Basir Mahmood
Le cinéaste pakistanais et artiste plasticien Basir Mahmood (1985, Lahore) suit une formation à la Beaconhouse National University de Lahore avant de poursuivre ses études à la Rijksakademie van Beeldende Kunsten d’Amsterdam. Son œuvre commence à prendre forme entre ces deux villes. Il se concentre à la fois sur les objets, les gestes et les habitudes du quotidien, et sur les grands événements historiques et les mutations sociales. De cette manière, il s’efforce d’explorer l’espace qui s’étend entre l’identité, la distance, la mémoire et l’imagination. L’ambiance de son travail est discrète et provient d’un sentiment d’injustice et d’inégalité sociale. Il met en avant les hiérarchies et les structures sociales de manière mélancolique ou empathique. Mahmood explore simultanément aussi sa propre position en tant qu’artiste en occupant plusieurs rôles ; celui de photographe concerné, de scénariste engagé, de précurseur désintéressé ou de régisseur exigeant.
Les premiers travaux de Mahmood témoignent d’une approche visuelle fortement stylisée. Même s’il fait ses débuts en tant que peintre et photographe de portraits statiques, il s’oriente rapidement vers le film et la vidéo en vue de capturer, de transformer et de réinterpréter plus efficacement la réalité. La vidéo Good ended happily [Le bien a fini heureux] (2018, 13:05 min.) retrace les processus de travail de l’industrie cinématographique. L’artiste laisse la production à une équipe de tournage de « Lollywood » à Lahore, qui était autrefois un centre florissant de l’industrie cinématographique pakistanaise. La seule information qu’il donne à l’équipe est que le film sera lié à la mort de l’ancien chef d’Al-Qaida, Oussama ben Laden. Dans la vidéo, Mahmood fait en sorte que les instructions du régisseur, du caméraman présent et de l’assistant soient clairement entendues pour que tout le processus de production et de tournage devienne une réalité en tant que telle, qui repose sur le talent d’improvisation de toute l’équipe.
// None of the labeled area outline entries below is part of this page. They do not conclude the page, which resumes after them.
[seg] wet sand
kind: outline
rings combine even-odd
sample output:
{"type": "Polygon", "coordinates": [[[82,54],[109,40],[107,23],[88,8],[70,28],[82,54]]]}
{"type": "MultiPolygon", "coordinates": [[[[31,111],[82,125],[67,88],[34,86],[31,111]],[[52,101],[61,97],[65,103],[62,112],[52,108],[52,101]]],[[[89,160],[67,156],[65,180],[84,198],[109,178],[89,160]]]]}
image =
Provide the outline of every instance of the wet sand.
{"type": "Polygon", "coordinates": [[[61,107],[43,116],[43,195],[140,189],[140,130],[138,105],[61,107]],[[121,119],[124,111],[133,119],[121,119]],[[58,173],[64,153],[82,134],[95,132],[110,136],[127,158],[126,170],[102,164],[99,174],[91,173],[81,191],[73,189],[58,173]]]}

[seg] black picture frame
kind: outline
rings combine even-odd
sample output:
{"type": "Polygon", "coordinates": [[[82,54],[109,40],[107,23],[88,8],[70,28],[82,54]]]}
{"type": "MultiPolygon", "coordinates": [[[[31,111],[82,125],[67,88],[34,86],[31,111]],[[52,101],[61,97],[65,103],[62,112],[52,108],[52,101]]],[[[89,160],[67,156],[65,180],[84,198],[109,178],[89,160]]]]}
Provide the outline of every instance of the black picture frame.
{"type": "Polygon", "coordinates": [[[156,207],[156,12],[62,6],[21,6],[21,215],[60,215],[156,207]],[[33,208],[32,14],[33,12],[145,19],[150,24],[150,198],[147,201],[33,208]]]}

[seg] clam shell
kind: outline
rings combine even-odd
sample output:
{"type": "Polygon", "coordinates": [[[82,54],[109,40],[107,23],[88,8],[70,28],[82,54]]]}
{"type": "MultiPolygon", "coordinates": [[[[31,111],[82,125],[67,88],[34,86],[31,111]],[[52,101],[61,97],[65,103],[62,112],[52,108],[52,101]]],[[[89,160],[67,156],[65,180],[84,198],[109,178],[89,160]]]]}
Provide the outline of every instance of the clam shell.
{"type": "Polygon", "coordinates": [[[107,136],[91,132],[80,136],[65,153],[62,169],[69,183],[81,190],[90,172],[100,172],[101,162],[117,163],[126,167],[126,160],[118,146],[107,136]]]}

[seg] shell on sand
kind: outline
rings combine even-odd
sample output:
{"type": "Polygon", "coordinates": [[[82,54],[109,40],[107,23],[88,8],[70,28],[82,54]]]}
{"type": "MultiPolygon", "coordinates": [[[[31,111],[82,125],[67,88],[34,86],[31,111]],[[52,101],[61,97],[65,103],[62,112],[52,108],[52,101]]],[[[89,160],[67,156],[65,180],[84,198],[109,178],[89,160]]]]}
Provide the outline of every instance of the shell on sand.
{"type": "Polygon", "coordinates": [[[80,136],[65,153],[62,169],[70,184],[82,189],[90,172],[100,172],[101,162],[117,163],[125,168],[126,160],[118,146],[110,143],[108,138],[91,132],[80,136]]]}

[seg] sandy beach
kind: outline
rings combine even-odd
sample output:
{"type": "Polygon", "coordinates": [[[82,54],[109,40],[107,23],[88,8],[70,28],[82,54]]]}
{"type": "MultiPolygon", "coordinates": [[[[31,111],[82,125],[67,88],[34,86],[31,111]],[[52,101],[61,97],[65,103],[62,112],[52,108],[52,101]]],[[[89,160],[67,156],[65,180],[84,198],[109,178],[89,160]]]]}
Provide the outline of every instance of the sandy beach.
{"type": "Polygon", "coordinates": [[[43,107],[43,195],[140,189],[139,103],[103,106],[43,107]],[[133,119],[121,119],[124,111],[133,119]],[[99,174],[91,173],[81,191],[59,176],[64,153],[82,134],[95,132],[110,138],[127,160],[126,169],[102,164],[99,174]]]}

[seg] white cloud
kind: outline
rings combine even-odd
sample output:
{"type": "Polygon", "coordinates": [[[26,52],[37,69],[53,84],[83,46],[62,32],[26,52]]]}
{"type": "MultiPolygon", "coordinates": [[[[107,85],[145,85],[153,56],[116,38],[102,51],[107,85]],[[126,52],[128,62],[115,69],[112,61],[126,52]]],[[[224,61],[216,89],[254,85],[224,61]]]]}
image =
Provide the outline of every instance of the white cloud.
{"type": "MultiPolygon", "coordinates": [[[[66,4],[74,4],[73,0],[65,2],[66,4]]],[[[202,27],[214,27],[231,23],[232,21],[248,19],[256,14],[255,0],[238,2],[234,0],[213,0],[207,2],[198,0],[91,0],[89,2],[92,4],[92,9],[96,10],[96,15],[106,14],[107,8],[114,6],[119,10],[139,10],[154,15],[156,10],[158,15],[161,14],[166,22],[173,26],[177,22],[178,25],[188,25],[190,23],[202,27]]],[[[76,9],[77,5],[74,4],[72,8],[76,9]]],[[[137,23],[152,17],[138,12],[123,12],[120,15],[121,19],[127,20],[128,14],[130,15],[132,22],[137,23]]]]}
Selon le même principe, mais avec un résultat plus poignant, Sunsets, everyday [Des couchers de soleil tous les jours] (2020) met en scène une accusation construite contre la violence domestique. Pendant le confinement, l’artiste remarque que certaines victimes ont le courage de partager des photos de leurs cicatrices physiques sur les réseaux sociaux. Il s’agit d’une manière d’encourager les autres femmes à signaler de tels abus. Mahmood demande à son équipe de production à Lahore de filmer en son absence une scène de violence conjugale sur la base de ses instructions et de quelques images de référence. Pendant que l’équipe réalise cette mission, il a été demandé à deux caméramans de filmer tout le processus et tous les éléments du plateau en permanence, mais pas la violence en elle-même. L’artiste rejette toute forme de spectacle, mais il met l’accent sur ce qui se passe généralement hors du champ de vision. Dans ce méta-cinéma, les personnages sont des techniciens qui doivent suivre pendant des heures les instructions. La vidéo donne l’impression d’assister à une violence routinière d’une manière envoûtante.